[U-Boot] [RFC] x86: Do no use reparm as it break libgcc linkage
Graeme Russ
graeme.russ at gmail.com
Fri Nov 11 05:49:07 CET 2011
Hi Gabe,
On Fri, Nov 11, 2011 at 1:41 PM, Gabe Black <gabeblack at google.com> wrote:
>
>
> On Thu, Nov 10, 2011 at 6:22 PM, Graeme Russ <graeme.russ at gmail.com> wrote:
>>
>> Hi Gabe,
>>
>> On Fri, Nov 11, 2011 at 1:10 PM, Gabe Black <gabeblack at google.com> wrote:
>> > On Thu, Nov 10, 2011 at 5:59 PM, Graeme Russ <graeme.russ at gmail.com>
>> > wrote:
>> >>
>> >> Hi Mike,
>> >>
>> >> On Fri, Nov 11, 2011 at 12:55 PM, Mike Frysinger <vapier at gentoo.org>
>> >> wrote:
>> >> > On Thursday 10 November 2011 20:51:47 Graeme Russ wrote:
[snip]
>> Hmm, that raises an interresing point - by using a non-standard ABI we can
>> run afoul of external libraries. Which raises the question - what external
>> libraries do you need to link to?
>
>
> You have it reversed. By using a standard ABI we run afoul of external
> libraries. We implement our verified boot infrastructure as a library most
> notably, and it links in a few other libraries.
Ah, so your libraries are regparm(3)
Still, life is going to get interesting for anyone linking in libraries
that are not the saem ABI as U-Boot (as we have seen with libgcc)

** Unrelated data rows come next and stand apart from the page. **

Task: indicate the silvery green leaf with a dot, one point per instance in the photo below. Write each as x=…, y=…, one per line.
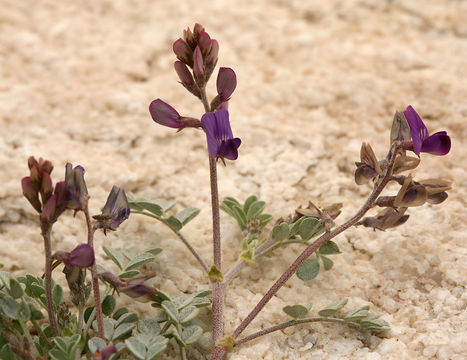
x=127, y=318
x=308, y=227
x=139, y=261
x=171, y=310
x=174, y=223
x=357, y=314
x=264, y=219
x=108, y=305
x=191, y=334
x=123, y=330
x=327, y=262
x=308, y=270
x=157, y=348
x=297, y=311
x=129, y=274
x=187, y=314
x=329, y=248
x=95, y=344
x=332, y=309
x=248, y=202
x=114, y=255
x=255, y=209
x=186, y=215
x=149, y=326
x=9, y=307
x=280, y=232
x=136, y=348
x=16, y=291
x=119, y=313
x=57, y=295
x=295, y=227
x=154, y=250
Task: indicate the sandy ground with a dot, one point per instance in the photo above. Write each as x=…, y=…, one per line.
x=315, y=79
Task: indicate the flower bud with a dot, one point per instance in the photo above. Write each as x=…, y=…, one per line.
x=164, y=114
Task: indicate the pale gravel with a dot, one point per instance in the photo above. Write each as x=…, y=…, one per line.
x=315, y=79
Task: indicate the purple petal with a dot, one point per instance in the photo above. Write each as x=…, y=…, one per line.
x=82, y=256
x=418, y=129
x=208, y=121
x=164, y=114
x=437, y=144
x=228, y=149
x=226, y=83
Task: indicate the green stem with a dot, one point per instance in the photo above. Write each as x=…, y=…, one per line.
x=286, y=325
x=48, y=281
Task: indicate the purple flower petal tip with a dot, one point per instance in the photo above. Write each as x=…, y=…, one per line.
x=221, y=143
x=436, y=144
x=164, y=114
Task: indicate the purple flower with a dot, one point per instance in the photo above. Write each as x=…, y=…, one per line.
x=116, y=210
x=82, y=256
x=226, y=83
x=77, y=193
x=164, y=114
x=221, y=143
x=436, y=144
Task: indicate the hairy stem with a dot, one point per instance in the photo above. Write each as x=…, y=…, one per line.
x=285, y=325
x=48, y=281
x=311, y=249
x=95, y=279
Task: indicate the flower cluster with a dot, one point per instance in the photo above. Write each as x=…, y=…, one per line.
x=196, y=50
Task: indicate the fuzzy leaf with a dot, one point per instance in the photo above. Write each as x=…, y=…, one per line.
x=329, y=248
x=255, y=209
x=280, y=232
x=308, y=227
x=186, y=215
x=191, y=334
x=114, y=255
x=136, y=347
x=308, y=270
x=332, y=309
x=139, y=261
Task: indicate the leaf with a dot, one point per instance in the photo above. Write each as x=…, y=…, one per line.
x=308, y=270
x=108, y=305
x=251, y=199
x=329, y=248
x=357, y=314
x=10, y=307
x=264, y=219
x=149, y=326
x=188, y=314
x=139, y=261
x=332, y=309
x=327, y=262
x=154, y=250
x=297, y=311
x=186, y=215
x=157, y=348
x=95, y=344
x=191, y=334
x=123, y=330
x=136, y=347
x=171, y=310
x=280, y=232
x=16, y=291
x=255, y=209
x=308, y=228
x=115, y=256
x=57, y=295
x=174, y=223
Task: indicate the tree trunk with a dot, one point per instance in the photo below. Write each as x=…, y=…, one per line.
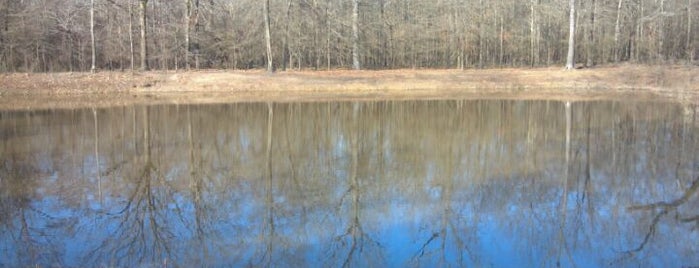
x=570, y=60
x=92, y=33
x=144, y=47
x=285, y=41
x=617, y=31
x=532, y=34
x=355, y=35
x=133, y=56
x=187, y=23
x=591, y=36
x=268, y=36
x=661, y=32
x=690, y=50
x=191, y=20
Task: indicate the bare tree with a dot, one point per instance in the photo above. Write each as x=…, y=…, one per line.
x=92, y=33
x=268, y=37
x=355, y=35
x=617, y=31
x=570, y=60
x=191, y=17
x=144, y=45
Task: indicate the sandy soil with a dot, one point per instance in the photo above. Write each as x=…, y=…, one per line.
x=20, y=91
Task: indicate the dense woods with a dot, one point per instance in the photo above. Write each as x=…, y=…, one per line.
x=57, y=35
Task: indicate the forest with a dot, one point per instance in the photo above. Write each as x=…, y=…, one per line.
x=84, y=35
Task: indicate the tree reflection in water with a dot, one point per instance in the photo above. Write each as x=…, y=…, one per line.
x=435, y=183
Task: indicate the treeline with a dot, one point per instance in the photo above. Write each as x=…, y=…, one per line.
x=55, y=35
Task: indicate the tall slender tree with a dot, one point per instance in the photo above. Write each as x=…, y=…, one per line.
x=355, y=35
x=144, y=45
x=268, y=36
x=92, y=34
x=617, y=31
x=570, y=59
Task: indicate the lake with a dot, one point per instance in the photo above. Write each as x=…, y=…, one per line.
x=500, y=183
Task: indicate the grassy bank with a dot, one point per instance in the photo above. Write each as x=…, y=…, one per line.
x=74, y=90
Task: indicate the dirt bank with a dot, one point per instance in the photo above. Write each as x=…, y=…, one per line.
x=75, y=90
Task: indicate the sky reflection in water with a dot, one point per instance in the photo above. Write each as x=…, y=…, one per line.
x=431, y=183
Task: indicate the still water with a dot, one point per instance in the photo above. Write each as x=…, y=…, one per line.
x=369, y=184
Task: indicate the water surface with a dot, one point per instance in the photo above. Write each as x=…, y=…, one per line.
x=361, y=184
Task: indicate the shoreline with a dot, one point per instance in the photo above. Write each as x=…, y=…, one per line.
x=20, y=91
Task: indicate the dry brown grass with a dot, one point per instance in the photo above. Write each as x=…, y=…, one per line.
x=71, y=90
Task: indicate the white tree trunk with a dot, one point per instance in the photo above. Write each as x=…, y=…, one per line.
x=355, y=35
x=570, y=61
x=144, y=47
x=617, y=31
x=187, y=23
x=268, y=37
x=131, y=47
x=92, y=33
x=690, y=50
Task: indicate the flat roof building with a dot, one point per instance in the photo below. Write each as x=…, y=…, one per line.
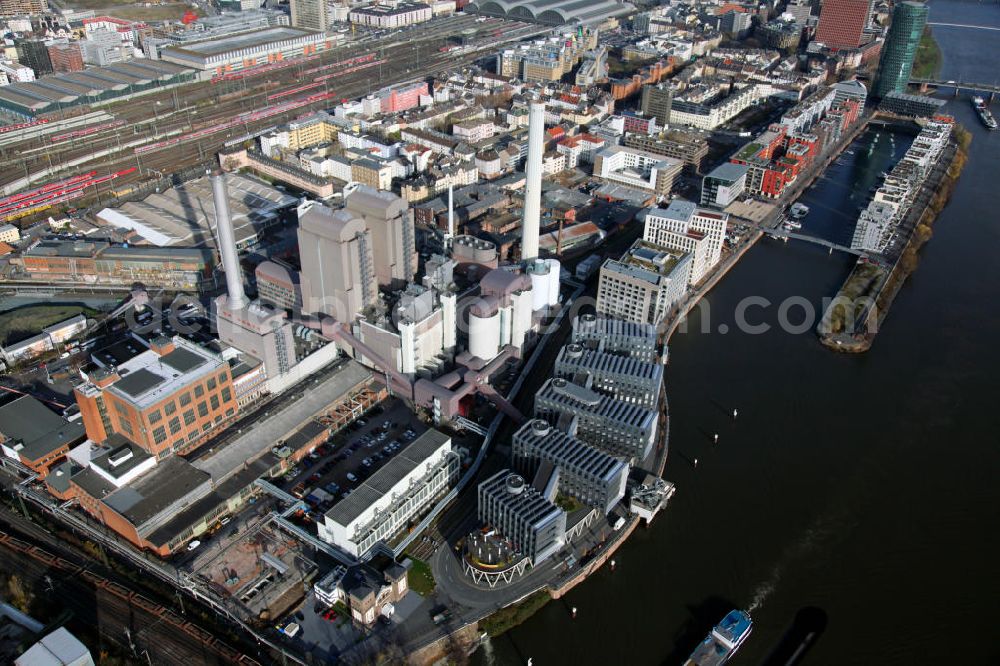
x=402, y=490
x=635, y=339
x=644, y=284
x=617, y=375
x=166, y=399
x=246, y=50
x=535, y=526
x=615, y=426
x=585, y=472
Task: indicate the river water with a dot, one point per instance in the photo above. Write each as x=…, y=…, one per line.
x=865, y=486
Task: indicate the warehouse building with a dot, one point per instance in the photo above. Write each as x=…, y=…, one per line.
x=535, y=526
x=94, y=85
x=182, y=216
x=401, y=491
x=618, y=427
x=232, y=53
x=586, y=473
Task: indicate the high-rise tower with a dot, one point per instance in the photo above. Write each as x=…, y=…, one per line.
x=908, y=21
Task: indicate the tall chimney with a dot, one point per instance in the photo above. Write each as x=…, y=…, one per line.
x=227, y=242
x=451, y=216
x=533, y=186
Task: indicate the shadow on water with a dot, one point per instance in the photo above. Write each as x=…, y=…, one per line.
x=806, y=628
x=701, y=619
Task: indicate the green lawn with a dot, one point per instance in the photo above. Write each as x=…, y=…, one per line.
x=927, y=63
x=419, y=577
x=22, y=323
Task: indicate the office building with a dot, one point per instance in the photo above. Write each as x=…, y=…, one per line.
x=656, y=101
x=310, y=14
x=690, y=147
x=338, y=273
x=23, y=7
x=66, y=57
x=586, y=473
x=920, y=106
x=35, y=436
x=723, y=185
x=535, y=526
x=901, y=44
x=619, y=336
x=644, y=284
x=619, y=376
x=34, y=53
x=618, y=427
x=842, y=23
x=688, y=228
x=637, y=169
x=393, y=497
x=168, y=398
x=390, y=223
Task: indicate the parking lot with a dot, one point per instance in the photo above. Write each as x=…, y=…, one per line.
x=334, y=469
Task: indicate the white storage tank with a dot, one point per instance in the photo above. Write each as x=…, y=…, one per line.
x=522, y=317
x=554, y=272
x=538, y=271
x=484, y=330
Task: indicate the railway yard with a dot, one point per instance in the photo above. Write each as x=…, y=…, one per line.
x=142, y=140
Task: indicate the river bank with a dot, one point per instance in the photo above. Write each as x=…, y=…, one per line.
x=862, y=303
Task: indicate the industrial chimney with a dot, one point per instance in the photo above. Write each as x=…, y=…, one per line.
x=533, y=186
x=227, y=243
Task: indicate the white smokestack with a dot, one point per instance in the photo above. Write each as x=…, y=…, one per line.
x=227, y=242
x=533, y=176
x=451, y=216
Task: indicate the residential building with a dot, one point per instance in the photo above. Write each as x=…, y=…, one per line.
x=586, y=473
x=35, y=436
x=723, y=185
x=620, y=428
x=368, y=590
x=637, y=169
x=166, y=399
x=393, y=497
x=688, y=146
x=644, y=284
x=901, y=44
x=310, y=14
x=534, y=525
x=842, y=23
x=66, y=57
x=656, y=101
x=685, y=227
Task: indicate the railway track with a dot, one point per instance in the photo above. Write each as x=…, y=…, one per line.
x=160, y=632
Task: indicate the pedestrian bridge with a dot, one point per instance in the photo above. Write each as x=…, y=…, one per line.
x=785, y=234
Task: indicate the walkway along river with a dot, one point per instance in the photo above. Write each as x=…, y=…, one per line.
x=861, y=485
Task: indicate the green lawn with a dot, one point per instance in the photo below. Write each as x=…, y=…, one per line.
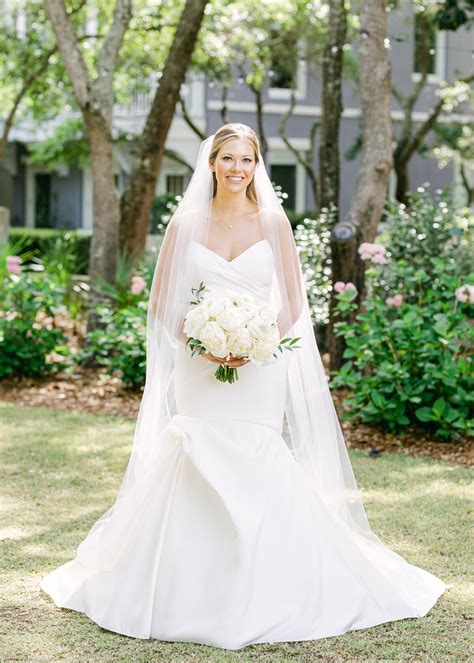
x=61, y=471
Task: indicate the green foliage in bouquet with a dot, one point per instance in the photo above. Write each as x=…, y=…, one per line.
x=409, y=354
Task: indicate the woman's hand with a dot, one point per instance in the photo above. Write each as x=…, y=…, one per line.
x=232, y=362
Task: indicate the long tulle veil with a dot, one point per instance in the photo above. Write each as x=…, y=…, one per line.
x=313, y=435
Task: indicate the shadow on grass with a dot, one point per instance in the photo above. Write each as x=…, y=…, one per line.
x=61, y=472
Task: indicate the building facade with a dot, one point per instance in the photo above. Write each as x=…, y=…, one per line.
x=40, y=197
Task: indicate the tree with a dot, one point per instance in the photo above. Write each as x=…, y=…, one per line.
x=331, y=105
x=361, y=221
x=28, y=62
x=95, y=98
x=138, y=196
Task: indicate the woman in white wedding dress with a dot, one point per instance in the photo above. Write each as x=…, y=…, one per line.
x=238, y=520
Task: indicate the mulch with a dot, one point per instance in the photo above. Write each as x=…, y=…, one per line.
x=92, y=390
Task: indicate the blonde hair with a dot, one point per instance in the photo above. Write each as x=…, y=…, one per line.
x=227, y=132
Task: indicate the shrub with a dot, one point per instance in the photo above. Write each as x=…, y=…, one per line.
x=313, y=237
x=43, y=241
x=408, y=354
x=429, y=226
x=31, y=341
x=119, y=344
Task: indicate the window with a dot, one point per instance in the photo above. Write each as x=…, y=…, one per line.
x=43, y=200
x=175, y=184
x=285, y=177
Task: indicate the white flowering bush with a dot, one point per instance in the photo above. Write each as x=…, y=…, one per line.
x=229, y=324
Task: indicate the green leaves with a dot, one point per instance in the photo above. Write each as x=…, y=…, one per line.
x=410, y=365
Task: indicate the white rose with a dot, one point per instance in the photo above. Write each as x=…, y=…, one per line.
x=195, y=318
x=230, y=318
x=215, y=304
x=241, y=343
x=258, y=328
x=262, y=353
x=214, y=339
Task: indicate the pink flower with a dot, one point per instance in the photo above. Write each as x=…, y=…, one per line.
x=14, y=264
x=341, y=287
x=396, y=300
x=465, y=293
x=138, y=284
x=373, y=252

>> > Second, I think I have a solution that preserves regparm, keeps libgcc
>> > and
>> > gcc in sync, and also stops unwrapped functions slipping into u-boot. We
>> > can
>> > use this command:
>> > objcopy /path/to/your/libgcc/libgcc.a
>> > /somewhere/in/the/u-boot/build/libgcc.a --prefix-symbols=__real
>> > to create a libgcc that has all of its symbols prefixed with the string
>> > __real. Then *all* symbols are prepped for wrapping, regardless of if we
>> > use
>> > them now or even know about them. Only the symbols we've explicitly
>> > wrapped
>> > will be available. Note that I haven't actually implemented this yet,
>> > but it
>> > seems to me like it captures the positive aspects of all the
>> > alternatives.
>>
>> Sorry, I find that rather un-aesthetic - We are only looking at a trivial
>> handful of functions, and to copy and rename ALL the symbols in libgcc.a
>> is rather overkill
>>
>> The other thing I like about using PRIVATE_LIBGCC is that on 64-bit build
>> platforms, we don't need to worry about installing 32-bit libraries - All
>> we need to do is add the -m32 option to tell gcc and ld to generate 32-bit
>> code
>
> This argument really doesn't make any sense to me. The number of symbols
> involved doesn't make any difference at all. You could imagine we are only
> copying a few if you want and there would be no visible, hence aesthetic,
> difference. Reimplementing libgcc, along with the inevitable bugs that go
> along with new code, breaking builds when new functions are added silently
> by new versions of gcc, etc., seems much less appealing in basically every
> respect.
Remember, U-Boot uses --no-builtin, so apart from the libgcc functions,
there are no gcc functions included. And we are not 'reimplementing
libgcc', we are either 'reimplementing a select few functions' or 'not
using any libgcc functions in U-Boot at all'. So a build will only break
when code is added that uses a function never before used - There should
not be any build breakage due to 'functions added silently by newer
versions of gcc'
I'm assuming that it is the 'verified boot infrastructure' libraries that
are introducing the calls to libgcc? If that is the case, then it is
starting to get very messy - Why should U-Boot have to deal with this?